Of all the elvenkind drawn into the War of the Wyrmkin, it was the Njordir who entered last—but bled longest.
For centuries, the Earth Kingdom had upheld its ancient creed: to remain the spine upon which the world could rest. While the Vanir and Solir pursued Rift Magic mastery and arcane ascendance, the Njordir kept their strongholds sealed and their oaths unbroken. Yet even stone is worn by wind and scorched by sun. As Riftfire experimentation grew rampant, and Vanir fleets stirred storms above the continent, the Exarchs of the Earth convened with Avatar Umber to deliberate their course. What they uncovered—through seismic divinations and root-sung rituals—was far darker than rivalry.
Malekith, cloaked in the guise of a wandering geomancer, had already sown unrest among several outer enclaves, whispering that the Solir sought to mine the sacred crystal beds within Grimhold, and that the Vanir plotted to awaken what lay buried in the Underhollow. Worse, traces of corrupted Infinity Shards were discovered within Njordir borderlands—evidence that the fabric of the realm itself was beginning to warp.
Bound by duty to preserve balance, Umber, alongside the Exarchs, led the Njordir to war—not for conquest, but for containment.
The battles that followed were brutal. The Njordir advanced like tectonic forces—slow, unstoppable, and without retreat. Their armies did not march in columns, but in caverns, tunnels, and subterranean paths unseen by the Solir or Vanir armies. They descended from Spine of the World to strike the Solir vanguard in the forests of Itela, their roots unraveling sacred groves. They clashed with Vanir Riftguard upon the basalt cliffs of the eastern marches, where spellfire met stone.
Their fiercest stand came upon the Spine of the World, where all three elven kindreds met in the Vale at Spine's End. For one hundred days, the mountains howled. The skies burned crimson with molten ash, and the valleys split asunder with each collision of Earth-Rifting, Sun-Rifting, and Ether-Rifting.

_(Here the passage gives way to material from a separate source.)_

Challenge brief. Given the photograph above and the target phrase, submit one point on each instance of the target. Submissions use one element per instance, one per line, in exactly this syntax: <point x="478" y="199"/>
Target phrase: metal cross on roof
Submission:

Njordir Exarchs called down avalanches and broke entire peaks to halt the Vanir advance—only to be answered with Ether storms and solar tempests that left scars which could be seen from the stars.

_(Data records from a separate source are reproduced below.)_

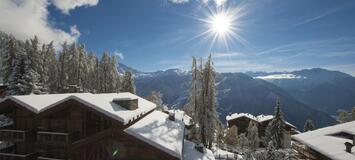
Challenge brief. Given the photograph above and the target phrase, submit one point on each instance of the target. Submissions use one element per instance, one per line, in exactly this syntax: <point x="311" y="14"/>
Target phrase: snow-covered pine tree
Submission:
<point x="82" y="70"/>
<point x="104" y="72"/>
<point x="18" y="82"/>
<point x="114" y="81"/>
<point x="253" y="136"/>
<point x="243" y="142"/>
<point x="8" y="59"/>
<point x="63" y="68"/>
<point x="208" y="114"/>
<point x="50" y="68"/>
<point x="128" y="83"/>
<point x="34" y="64"/>
<point x="231" y="138"/>
<point x="275" y="130"/>
<point x="156" y="97"/>
<point x="271" y="151"/>
<point x="308" y="126"/>
<point x="194" y="95"/>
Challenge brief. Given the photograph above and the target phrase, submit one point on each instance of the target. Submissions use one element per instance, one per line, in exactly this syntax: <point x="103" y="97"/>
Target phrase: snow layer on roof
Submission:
<point x="259" y="118"/>
<point x="100" y="102"/>
<point x="35" y="103"/>
<point x="190" y="153"/>
<point x="180" y="115"/>
<point x="157" y="130"/>
<point x="323" y="141"/>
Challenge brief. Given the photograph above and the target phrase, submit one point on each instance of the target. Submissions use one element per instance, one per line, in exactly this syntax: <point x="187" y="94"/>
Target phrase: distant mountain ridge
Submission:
<point x="249" y="92"/>
<point x="319" y="88"/>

Yet in the end, no side stood victorious.
The Second Continuum Crisis, unleashed by the Cult of Infinitum, sundered the Sanctum beneath Tolria. The worlds roots were torn asunder. Rift fissures bled void into the Prime Plane. And entire Njordir cities collapsed into the abyss—lost forever to the madness which yawned open.
Shamed by the loss and grieved by the role they played, the Njordir withdrew from the surface wars. They sealed many of their fortresses, retreating into silence. To them, the war was not merely a tragedy, but a violation of their sacred oath to preserve the balance between the realms.
Today, the war is remembered in the Earth Kingdom as “The Weeping World”, and among their stone-wrought halls, few speak of it aloud. Yet its echoes remain etched in every fractured peak of the Spine, and in the silent stare of The Earthen Eternal, which weeps stone tears toward the realm it once guarded.
The Njordir entered the war to restore balance. What they found was the true weight of the world—and the price of blood spattered upon stone.